There was no signup, no name or logo, not even a web interface at all. My goal was simply to try it myself: prove that the concept could work and would save me time and money.
I chose Heroku to try out my idea because it was simple and free to start. I unleashed the workers and within a month, I was already saving time and reducing headaches by knowing in advance when services had downtime.
Next, I talked to every developer I knew. Near universal praise for the concept and a flurry of ideas came out of my "MTP". What I had built wasn't a viable product... yet. But it had already been tried and proven useful by a jury of my peers. Now the next step would be to build something viable - the minimum product someone might actually pay for.
Over the next several weeks, I built most of what composes StatusGator. I chose Rails not only because of my almost 10 year love affair with it, but because of the plethora of Ruby Gems which would help me build fast. Devise allowed me to get sign up and authentication done in a matter of minutes. I prefer the syntax of HAML and Sass, because it saves me precious keystrokes in Vim thanks to Tim Pope's plugins.

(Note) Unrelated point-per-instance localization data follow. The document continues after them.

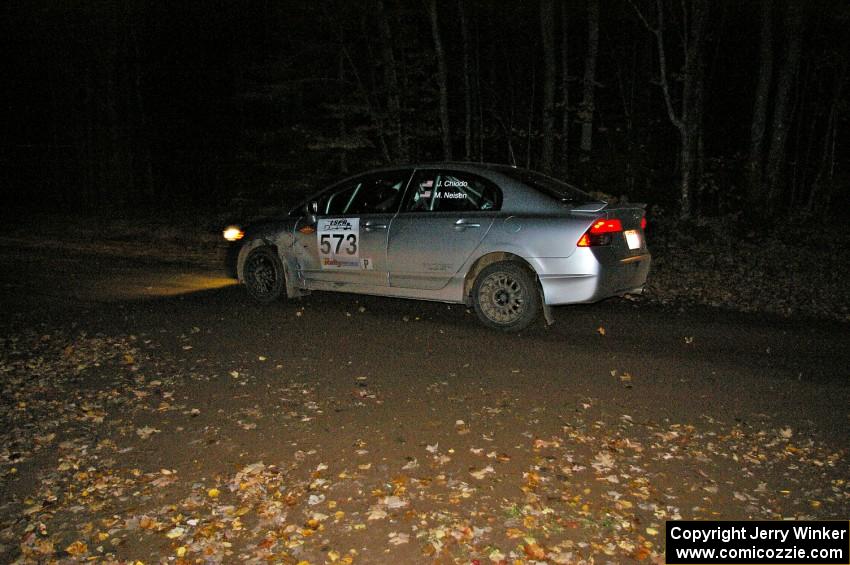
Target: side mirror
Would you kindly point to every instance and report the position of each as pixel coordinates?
(311, 212)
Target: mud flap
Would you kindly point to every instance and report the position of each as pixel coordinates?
(548, 315)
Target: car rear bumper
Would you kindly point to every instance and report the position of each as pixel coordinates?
(590, 275)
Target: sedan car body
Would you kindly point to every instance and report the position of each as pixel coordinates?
(510, 242)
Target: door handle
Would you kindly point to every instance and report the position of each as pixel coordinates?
(463, 224)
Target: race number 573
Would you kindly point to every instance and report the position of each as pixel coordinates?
(334, 243)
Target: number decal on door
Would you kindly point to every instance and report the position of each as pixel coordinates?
(338, 241)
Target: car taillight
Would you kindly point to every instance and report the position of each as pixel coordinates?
(600, 233)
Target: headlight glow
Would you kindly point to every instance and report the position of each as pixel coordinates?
(233, 233)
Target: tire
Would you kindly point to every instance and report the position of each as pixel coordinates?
(506, 297)
(264, 276)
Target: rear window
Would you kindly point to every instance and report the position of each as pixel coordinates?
(549, 186)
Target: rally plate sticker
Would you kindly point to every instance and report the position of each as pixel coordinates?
(339, 244)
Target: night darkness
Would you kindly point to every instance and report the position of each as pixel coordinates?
(150, 105)
(428, 363)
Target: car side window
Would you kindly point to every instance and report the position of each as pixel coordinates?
(449, 191)
(374, 194)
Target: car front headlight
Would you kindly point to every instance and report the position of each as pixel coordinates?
(233, 233)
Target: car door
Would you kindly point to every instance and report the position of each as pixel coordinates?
(348, 243)
(443, 219)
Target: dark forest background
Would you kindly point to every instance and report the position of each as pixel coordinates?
(698, 107)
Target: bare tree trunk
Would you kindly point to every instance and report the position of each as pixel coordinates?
(755, 163)
(531, 111)
(565, 91)
(442, 81)
(794, 25)
(827, 160)
(587, 102)
(692, 104)
(467, 87)
(547, 28)
(143, 134)
(689, 121)
(391, 80)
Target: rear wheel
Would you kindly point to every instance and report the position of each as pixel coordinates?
(263, 275)
(505, 297)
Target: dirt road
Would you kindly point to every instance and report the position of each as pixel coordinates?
(151, 412)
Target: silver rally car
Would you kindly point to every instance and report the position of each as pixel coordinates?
(509, 242)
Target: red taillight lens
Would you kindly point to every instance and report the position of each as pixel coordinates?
(606, 226)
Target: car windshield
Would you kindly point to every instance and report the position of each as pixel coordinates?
(549, 186)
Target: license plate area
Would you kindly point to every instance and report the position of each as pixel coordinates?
(632, 239)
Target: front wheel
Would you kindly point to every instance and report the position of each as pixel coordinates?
(263, 275)
(505, 297)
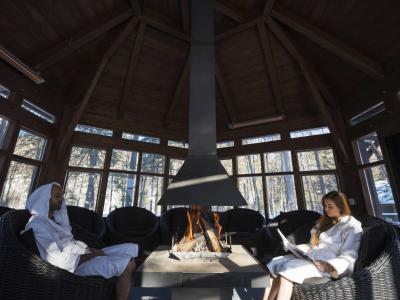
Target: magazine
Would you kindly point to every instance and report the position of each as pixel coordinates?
(288, 246)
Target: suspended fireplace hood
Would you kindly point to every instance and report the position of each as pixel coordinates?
(202, 180)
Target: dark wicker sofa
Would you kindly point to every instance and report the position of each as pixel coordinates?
(24, 275)
(377, 270)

For a database, I chose Heroku's default Postgres. But not all data lends itself to relational databases. So Redis would form the heart of the StatusGator stack: simple string values store the current status of every service. These are updated by workers every 5 minutes. Redis sorted sets store all the time series data. A complete history of every service's downtime along with each user's unique service subscriptions and history are all stored as Redis sorted sets. To host this, I chose Redis Cloud because of their low entry price point.
I knew historical data would be important, if for no other reason than to help improve the service. When a status page changes, StatusGator saves the page HTML and a screenshot to Amazon S3. The Fog gem makes it very easy and with thousands of events logged, the monthly Amazon bill is still less than $5 per month.
Some services provide APIs for fetching status information, but most do not. For those, scrapers were employed to instantly analyze the logged data and compare known historical data about the page to its current content. Some status pages have complicated unique scrapers. Others, use easy-to-parse pages from services such as StatusPage.io or Stashboard. As status pages are scraped, each service is bucketed into one of 4 statuses: "up", "warn", "down", and "unknown". When a service posts a warning such as "degraded performance", the scraper detects this and records a "warn" status. The two levels of service statuses allow users to fine tune their notifications preferences.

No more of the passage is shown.